While today he displays a total rejection of lobbyists, he has not always been so inflexible. From the beginning in the Senate his “political machine” was made up of “a classic group of lobbyists and consultants from Washington,” as revealed by Harper’s magazine in November 2006. His main contributors were business consultancies. However his intentions were to do politics differently, Barack Obama knows how to make a cutting remark and to make concessions to the politics of the politician. After the controversy over his patriotism, he put a little American flag on his lapel.

Four years ago, certain Americans, among them the young, were irritated to see the enthusiasm of Europeans for Democrat John Kerry. They pointed out that “it’s not for foreigners to decide” on the president of the United States. Nothing of the sort this year. The idea that Barack Obama could reconcile them with the rest of the world and in one fell swoop turn the page on eight years of Bush presidency seems to be one of his assets. Barack Obama and he alone is worth years of efforts for public diplomacy. During the primaries, the State Department invited journalists from all over Africa to share in the campaign and show them America.

If Barack Obama is just as popular abroad, it is because he speaks “to the world” and that he talks about changing it. Sunday, two days from the close of the primaries, he was in South Dakota, manifestly thrilled to be finished after a 15-month race. Assured of victory, he had-–like Hillary Clinton-–visited Mount Rushmore, the site where the faces of the great American presidents are engraved into the rock: “My ears are too big to fit,” he joked. In the afternoon, he was at another of the unlikely sites of South Dakota, the Corn Palace-–a Palace of domes and minarets made out of corn kernels. In a good mood, wearing a t-shirt, he sported his side of “everything-will-be-alright.” He finished his speech with a story demonstrating the “viral” spirit of his campaign.

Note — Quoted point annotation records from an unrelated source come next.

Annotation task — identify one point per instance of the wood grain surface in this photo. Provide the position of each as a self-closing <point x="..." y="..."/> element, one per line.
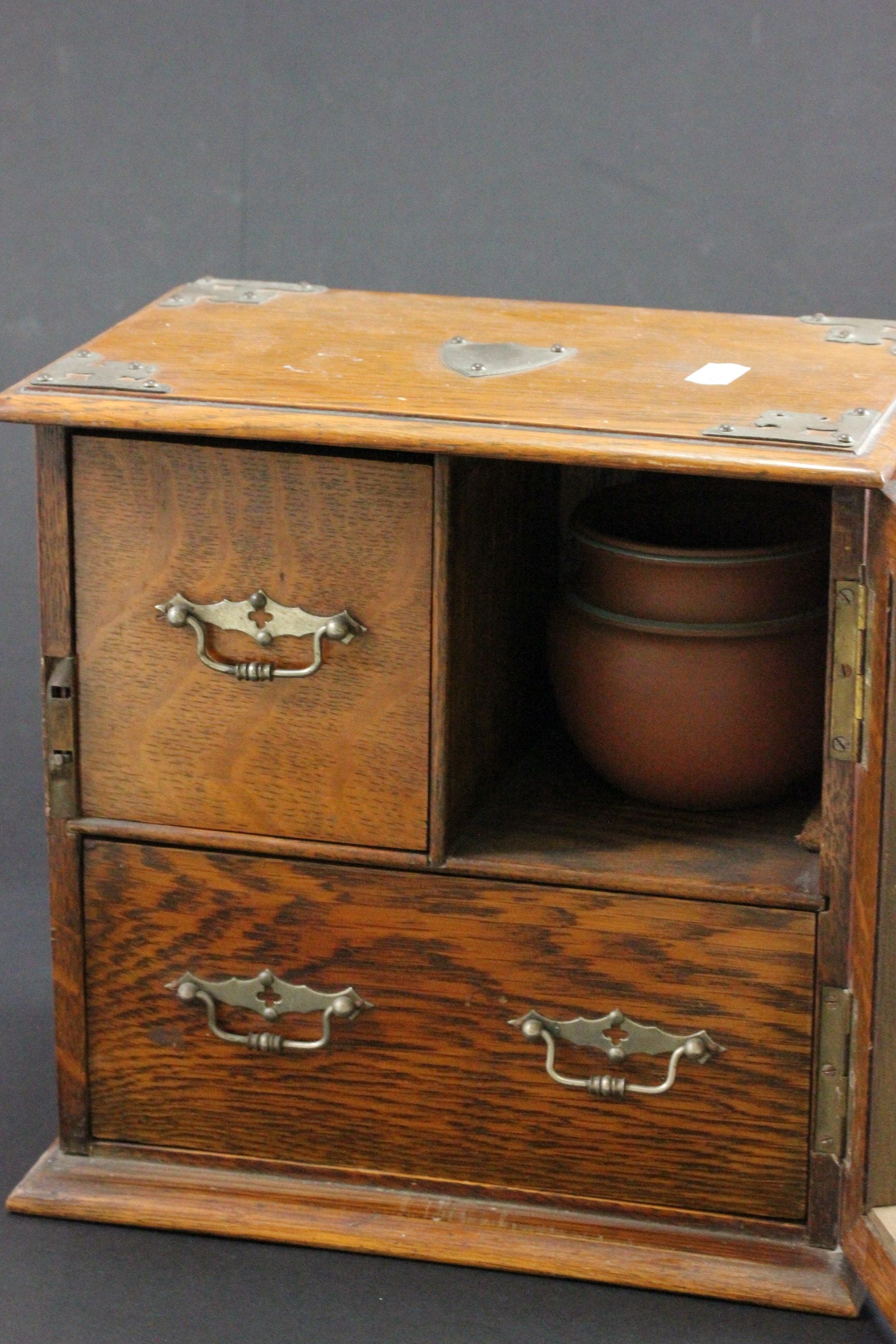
<point x="871" y="902"/>
<point x="293" y="366"/>
<point x="64" y="850"/>
<point x="551" y="819"/>
<point x="872" y="1253"/>
<point x="435" y="1080"/>
<point x="881" y="1138"/>
<point x="339" y="757"/>
<point x="417" y="1225"/>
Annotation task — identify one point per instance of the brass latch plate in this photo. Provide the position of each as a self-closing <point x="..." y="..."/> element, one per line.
<point x="832" y="1092"/>
<point x="845" y="435"/>
<point x="848" y="675"/>
<point x="89" y="371"/>
<point x="856" y="331"/>
<point x="60" y="737"/>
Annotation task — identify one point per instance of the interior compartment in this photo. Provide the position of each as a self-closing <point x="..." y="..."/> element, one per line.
<point x="523" y="803"/>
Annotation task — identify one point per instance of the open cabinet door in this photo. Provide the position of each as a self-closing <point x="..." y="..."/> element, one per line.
<point x="870" y="1210"/>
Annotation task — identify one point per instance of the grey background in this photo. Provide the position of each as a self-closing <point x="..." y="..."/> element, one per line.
<point x="691" y="155"/>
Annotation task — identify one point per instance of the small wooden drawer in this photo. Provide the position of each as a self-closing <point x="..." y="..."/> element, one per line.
<point x="433" y="1081"/>
<point x="340" y="756"/>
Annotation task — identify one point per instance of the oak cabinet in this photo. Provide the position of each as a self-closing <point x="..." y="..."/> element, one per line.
<point x="351" y="948"/>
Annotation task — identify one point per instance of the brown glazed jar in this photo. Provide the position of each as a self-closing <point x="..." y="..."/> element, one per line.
<point x="688" y="647"/>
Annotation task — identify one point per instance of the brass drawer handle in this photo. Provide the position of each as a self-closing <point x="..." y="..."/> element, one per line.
<point x="619" y="1037"/>
<point x="264" y="620"/>
<point x="271" y="998"/>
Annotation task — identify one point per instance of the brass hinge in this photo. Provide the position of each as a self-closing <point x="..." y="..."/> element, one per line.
<point x="60" y="737"/>
<point x="832" y="1081"/>
<point x="848" y="684"/>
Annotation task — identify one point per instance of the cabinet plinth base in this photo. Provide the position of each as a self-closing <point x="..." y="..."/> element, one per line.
<point x="440" y="1227"/>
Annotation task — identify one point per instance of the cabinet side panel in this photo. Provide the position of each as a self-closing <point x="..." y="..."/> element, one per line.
<point x="499" y="571"/>
<point x="838" y="802"/>
<point x="57" y="640"/>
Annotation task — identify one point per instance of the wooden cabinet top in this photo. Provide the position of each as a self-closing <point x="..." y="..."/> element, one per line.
<point x="601" y="386"/>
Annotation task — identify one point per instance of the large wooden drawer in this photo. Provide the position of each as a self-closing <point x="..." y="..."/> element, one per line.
<point x="340" y="756"/>
<point x="433" y="1081"/>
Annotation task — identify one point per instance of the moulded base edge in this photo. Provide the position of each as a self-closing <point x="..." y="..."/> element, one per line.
<point x="437" y="1227"/>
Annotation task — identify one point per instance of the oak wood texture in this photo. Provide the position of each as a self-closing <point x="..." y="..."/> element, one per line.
<point x="871" y="1249"/>
<point x="551" y="819"/>
<point x="57" y="640"/>
<point x="500" y="571"/>
<point x="881" y="1138"/>
<point x="418" y="1225"/>
<point x="340" y="757"/>
<point x="874" y="838"/>
<point x="351" y="367"/>
<point x="837" y="846"/>
<point x="192" y="838"/>
<point x="435" y="1081"/>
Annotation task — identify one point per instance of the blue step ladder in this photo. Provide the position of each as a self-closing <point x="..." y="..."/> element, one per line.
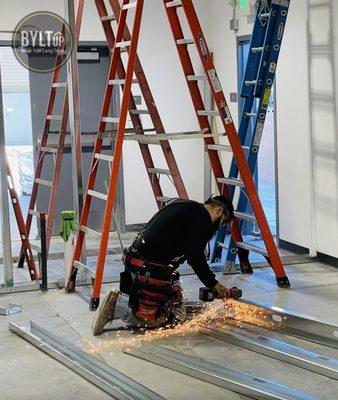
<point x="266" y="40"/>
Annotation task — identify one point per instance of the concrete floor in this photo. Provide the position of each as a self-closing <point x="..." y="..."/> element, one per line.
<point x="27" y="373"/>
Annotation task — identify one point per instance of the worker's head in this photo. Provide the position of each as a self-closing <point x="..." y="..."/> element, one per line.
<point x="221" y="210"/>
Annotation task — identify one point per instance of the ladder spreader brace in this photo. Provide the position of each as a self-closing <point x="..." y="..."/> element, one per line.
<point x="202" y="115"/>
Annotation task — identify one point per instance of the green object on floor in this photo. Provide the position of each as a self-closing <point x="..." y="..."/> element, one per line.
<point x="68" y="224"/>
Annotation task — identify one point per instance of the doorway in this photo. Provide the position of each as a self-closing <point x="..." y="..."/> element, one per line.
<point x="265" y="172"/>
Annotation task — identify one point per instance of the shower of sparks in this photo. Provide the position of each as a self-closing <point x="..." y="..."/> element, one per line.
<point x="220" y="311"/>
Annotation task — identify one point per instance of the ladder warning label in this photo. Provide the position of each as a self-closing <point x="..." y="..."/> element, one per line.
<point x="203" y="46"/>
<point x="258" y="133"/>
<point x="214" y="80"/>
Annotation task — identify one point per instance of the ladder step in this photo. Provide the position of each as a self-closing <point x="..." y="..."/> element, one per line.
<point x="98" y="195"/>
<point x="138" y="112"/>
<point x="223" y="147"/>
<point x="257" y="49"/>
<point x="185" y="41"/>
<point x="129" y="5"/>
<point x="83" y="267"/>
<point x="163" y="199"/>
<point x="104" y="157"/>
<point x="196" y="77"/>
<point x="108" y="18"/>
<point x="49" y="149"/>
<point x="54" y="117"/>
<point x="43" y="182"/>
<point x="241" y="215"/>
<point x="231" y="181"/>
<point x="250" y="83"/>
<point x="176" y="3"/>
<point x="36" y="213"/>
<point x="35" y="247"/>
<point x="89" y="231"/>
<point x="120" y="81"/>
<point x="208" y="113"/>
<point x="159" y="171"/>
<point x="59" y="84"/>
<point x="123" y="44"/>
<point x="112" y="120"/>
<point x="250" y="247"/>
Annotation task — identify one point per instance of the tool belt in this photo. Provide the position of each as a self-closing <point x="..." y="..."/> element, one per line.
<point x="150" y="286"/>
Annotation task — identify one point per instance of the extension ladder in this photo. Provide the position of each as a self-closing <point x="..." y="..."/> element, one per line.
<point x="27" y="247"/>
<point x="45" y="148"/>
<point x="257" y="83"/>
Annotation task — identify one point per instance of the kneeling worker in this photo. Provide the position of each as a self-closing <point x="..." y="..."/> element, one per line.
<point x="151" y="292"/>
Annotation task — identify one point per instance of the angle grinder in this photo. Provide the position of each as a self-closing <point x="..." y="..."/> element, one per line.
<point x="209" y="294"/>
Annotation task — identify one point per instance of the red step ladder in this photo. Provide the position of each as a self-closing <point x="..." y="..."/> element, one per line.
<point x="143" y="140"/>
<point x="27" y="247"/>
<point x="45" y="148"/>
<point x="246" y="181"/>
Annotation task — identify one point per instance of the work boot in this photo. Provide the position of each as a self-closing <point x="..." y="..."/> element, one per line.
<point x="105" y="312"/>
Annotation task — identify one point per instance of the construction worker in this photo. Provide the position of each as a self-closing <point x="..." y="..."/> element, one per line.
<point x="150" y="292"/>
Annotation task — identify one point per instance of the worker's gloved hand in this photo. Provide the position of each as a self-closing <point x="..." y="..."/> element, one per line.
<point x="224" y="293"/>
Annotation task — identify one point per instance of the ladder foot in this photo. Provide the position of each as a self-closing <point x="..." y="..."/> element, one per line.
<point x="283" y="282"/>
<point x="246" y="268"/>
<point x="70" y="288"/>
<point x="94" y="303"/>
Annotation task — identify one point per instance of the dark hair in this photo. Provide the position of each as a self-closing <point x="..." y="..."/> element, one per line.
<point x="224" y="202"/>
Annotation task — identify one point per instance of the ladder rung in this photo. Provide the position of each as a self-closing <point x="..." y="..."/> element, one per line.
<point x="49" y="149"/>
<point x="79" y="265"/>
<point x="196" y="77"/>
<point x="176" y="3"/>
<point x="257" y="49"/>
<point x="59" y="84"/>
<point x="231" y="181"/>
<point x="250" y="83"/>
<point x="123" y="44"/>
<point x="104" y="157"/>
<point x="98" y="195"/>
<point x="120" y="81"/>
<point x="43" y="182"/>
<point x="208" y="113"/>
<point x="163" y="199"/>
<point x="159" y="171"/>
<point x="35" y="213"/>
<point x="35" y="247"/>
<point x="137" y="112"/>
<point x="241" y="215"/>
<point x="54" y="117"/>
<point x="112" y="120"/>
<point x="185" y="41"/>
<point x="89" y="231"/>
<point x="108" y="18"/>
<point x="250" y="247"/>
<point x="224" y="147"/>
<point x="129" y="5"/>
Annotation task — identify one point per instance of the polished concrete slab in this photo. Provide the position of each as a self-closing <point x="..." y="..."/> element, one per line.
<point x="25" y="372"/>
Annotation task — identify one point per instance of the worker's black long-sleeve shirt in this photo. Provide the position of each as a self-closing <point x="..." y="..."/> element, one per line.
<point x="181" y="228"/>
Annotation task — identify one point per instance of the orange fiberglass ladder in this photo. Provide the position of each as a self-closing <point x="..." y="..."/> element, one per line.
<point x="125" y="40"/>
<point x="27" y="247"/>
<point x="45" y="148"/>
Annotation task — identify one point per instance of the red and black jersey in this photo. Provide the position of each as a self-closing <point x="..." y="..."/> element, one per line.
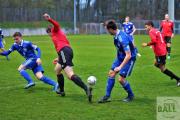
<point x="167" y="27"/>
<point x="157" y="42"/>
<point x="58" y="37"/>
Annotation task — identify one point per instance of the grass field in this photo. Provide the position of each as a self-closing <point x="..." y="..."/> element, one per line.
<point x="93" y="55"/>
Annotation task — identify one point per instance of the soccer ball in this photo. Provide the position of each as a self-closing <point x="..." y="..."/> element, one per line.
<point x="91" y="80"/>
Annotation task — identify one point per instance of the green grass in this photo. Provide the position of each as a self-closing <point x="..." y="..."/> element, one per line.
<point x="35" y="24"/>
<point x="93" y="55"/>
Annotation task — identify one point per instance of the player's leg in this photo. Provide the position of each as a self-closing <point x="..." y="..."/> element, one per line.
<point x="160" y="63"/>
<point x="60" y="79"/>
<point x="22" y="71"/>
<point x="125" y="72"/>
<point x="109" y="87"/>
<point x="168" y="46"/>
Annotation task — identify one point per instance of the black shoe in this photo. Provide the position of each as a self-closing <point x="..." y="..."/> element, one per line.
<point x="89" y="93"/>
<point x="128" y="98"/>
<point x="104" y="99"/>
<point x="61" y="93"/>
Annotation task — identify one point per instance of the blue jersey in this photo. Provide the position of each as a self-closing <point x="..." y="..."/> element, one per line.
<point x="128" y="27"/>
<point x="123" y="43"/>
<point x="26" y="49"/>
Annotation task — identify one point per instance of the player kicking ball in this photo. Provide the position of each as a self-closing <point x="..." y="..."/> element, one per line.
<point x="65" y="56"/>
<point x="159" y="46"/>
<point x="123" y="64"/>
<point x="33" y="61"/>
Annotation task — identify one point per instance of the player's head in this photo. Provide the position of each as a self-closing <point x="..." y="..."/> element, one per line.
<point x="17" y="37"/>
<point x="149" y="25"/>
<point x="127" y="19"/>
<point x="166" y="17"/>
<point x="48" y="29"/>
<point x="111" y="27"/>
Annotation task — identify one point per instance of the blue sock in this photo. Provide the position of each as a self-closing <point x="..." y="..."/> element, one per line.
<point x="110" y="85"/>
<point x="26" y="76"/>
<point x="128" y="89"/>
<point x="48" y="81"/>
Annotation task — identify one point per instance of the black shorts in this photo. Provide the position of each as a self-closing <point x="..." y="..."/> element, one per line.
<point x="167" y="39"/>
<point x="161" y="60"/>
<point x="65" y="56"/>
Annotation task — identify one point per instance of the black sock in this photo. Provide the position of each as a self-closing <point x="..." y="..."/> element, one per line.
<point x="60" y="79"/>
<point x="171" y="74"/>
<point x="168" y="50"/>
<point x="77" y="80"/>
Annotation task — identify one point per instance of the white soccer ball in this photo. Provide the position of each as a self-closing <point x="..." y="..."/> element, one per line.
<point x="91" y="80"/>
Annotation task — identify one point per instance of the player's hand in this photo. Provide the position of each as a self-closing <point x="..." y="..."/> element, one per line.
<point x="55" y="61"/>
<point x="144" y="44"/>
<point x="117" y="69"/>
<point x="38" y="61"/>
<point x="46" y="16"/>
<point x="172" y="35"/>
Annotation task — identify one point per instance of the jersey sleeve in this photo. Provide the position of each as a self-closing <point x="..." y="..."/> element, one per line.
<point x="35" y="47"/>
<point x="55" y="24"/>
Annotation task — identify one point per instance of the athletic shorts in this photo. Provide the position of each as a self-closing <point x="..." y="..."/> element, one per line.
<point x="161" y="60"/>
<point x="32" y="65"/>
<point x="167" y="39"/>
<point x="65" y="56"/>
<point x="127" y="69"/>
<point x="1" y="45"/>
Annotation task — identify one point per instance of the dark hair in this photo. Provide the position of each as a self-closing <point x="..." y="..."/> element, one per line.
<point x="111" y="25"/>
<point x="48" y="29"/>
<point x="17" y="34"/>
<point x="149" y="23"/>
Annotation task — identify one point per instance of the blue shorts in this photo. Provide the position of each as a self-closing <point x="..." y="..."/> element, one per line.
<point x="1" y="45"/>
<point x="127" y="69"/>
<point x="32" y="65"/>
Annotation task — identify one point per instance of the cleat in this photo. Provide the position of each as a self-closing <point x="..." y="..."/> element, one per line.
<point x="128" y="99"/>
<point x="138" y="54"/>
<point x="29" y="85"/>
<point x="169" y="57"/>
<point x="61" y="93"/>
<point x="89" y="93"/>
<point x="56" y="87"/>
<point x="104" y="99"/>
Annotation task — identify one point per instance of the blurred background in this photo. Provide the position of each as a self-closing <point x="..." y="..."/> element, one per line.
<point x="26" y="15"/>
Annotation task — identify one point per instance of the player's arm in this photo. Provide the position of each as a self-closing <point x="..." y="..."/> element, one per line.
<point x="55" y="23"/>
<point x="5" y="53"/>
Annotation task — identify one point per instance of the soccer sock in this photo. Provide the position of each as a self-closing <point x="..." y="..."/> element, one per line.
<point x="110" y="85"/>
<point x="128" y="89"/>
<point x="77" y="80"/>
<point x="168" y="50"/>
<point x="60" y="79"/>
<point x="48" y="81"/>
<point x="171" y="74"/>
<point x="26" y="76"/>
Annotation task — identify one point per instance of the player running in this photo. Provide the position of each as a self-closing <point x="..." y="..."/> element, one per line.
<point x="159" y="47"/>
<point x="129" y="28"/>
<point x="123" y="64"/>
<point x="65" y="56"/>
<point x="1" y="43"/>
<point x="33" y="61"/>
<point x="167" y="29"/>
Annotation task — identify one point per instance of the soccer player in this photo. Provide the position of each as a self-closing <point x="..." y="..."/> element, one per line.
<point x="129" y="28"/>
<point x="159" y="46"/>
<point x="167" y="29"/>
<point x="1" y="43"/>
<point x="33" y="61"/>
<point x="65" y="56"/>
<point x="123" y="64"/>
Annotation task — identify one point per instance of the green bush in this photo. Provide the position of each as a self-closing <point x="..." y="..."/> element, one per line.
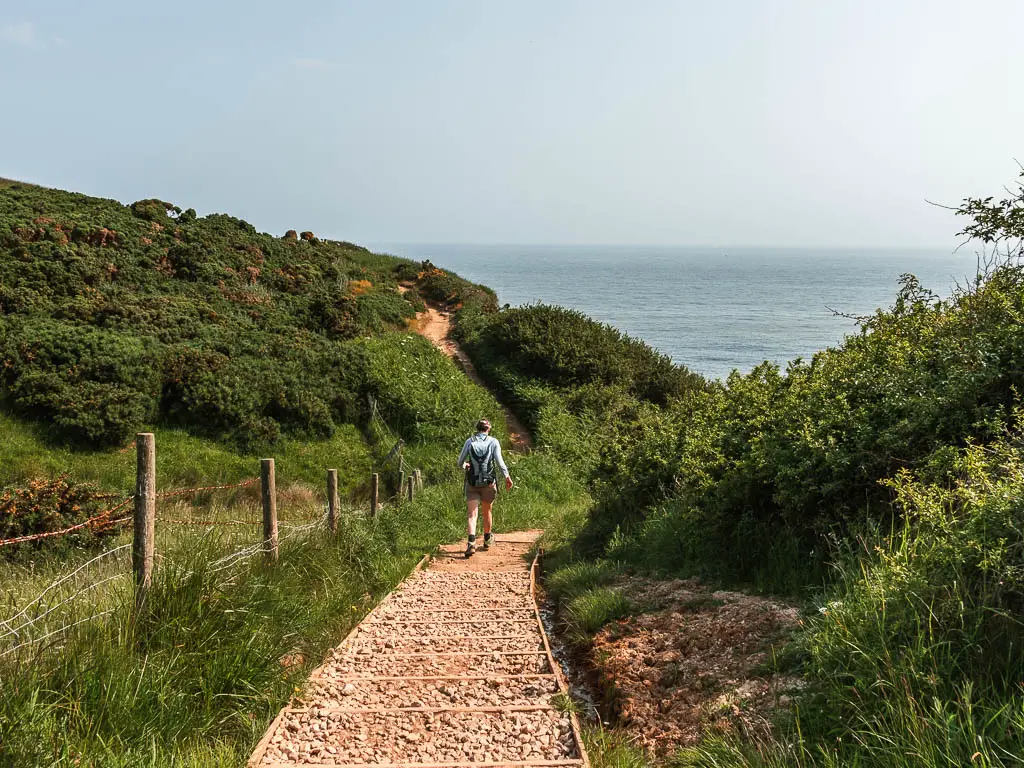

It was the winter in South Carolina. One morning when everything was going badly. He hadn’t seen his daughters in a week. The New York Times had published “a bad article.” It was raining, and when it was time to get in the car, to go to a town called Greenwood, his umbrella blew away. “At this point, I’m frustrated, tired, and drenched,” he said. When he got to the rally, there were only 20 people. But suddenly he heard a little woman “with a big hat, like she was coming out of church,” who started singing “Fired up, ready to go.” And the audience joined her.

“After a minute or two, I started feeling good,” recounted Barack Obama. “That shows you that if one voice can change a room, then it can change a city. And if it can change a city, it can change a nation. And if it can change a nation, it can change the world.” With that, he started to chant Fired up, and all the town chanted with him. Until the moment when, his demonstration made, the storyteller stopped. “Go on,” he said, “let’s go change the world.”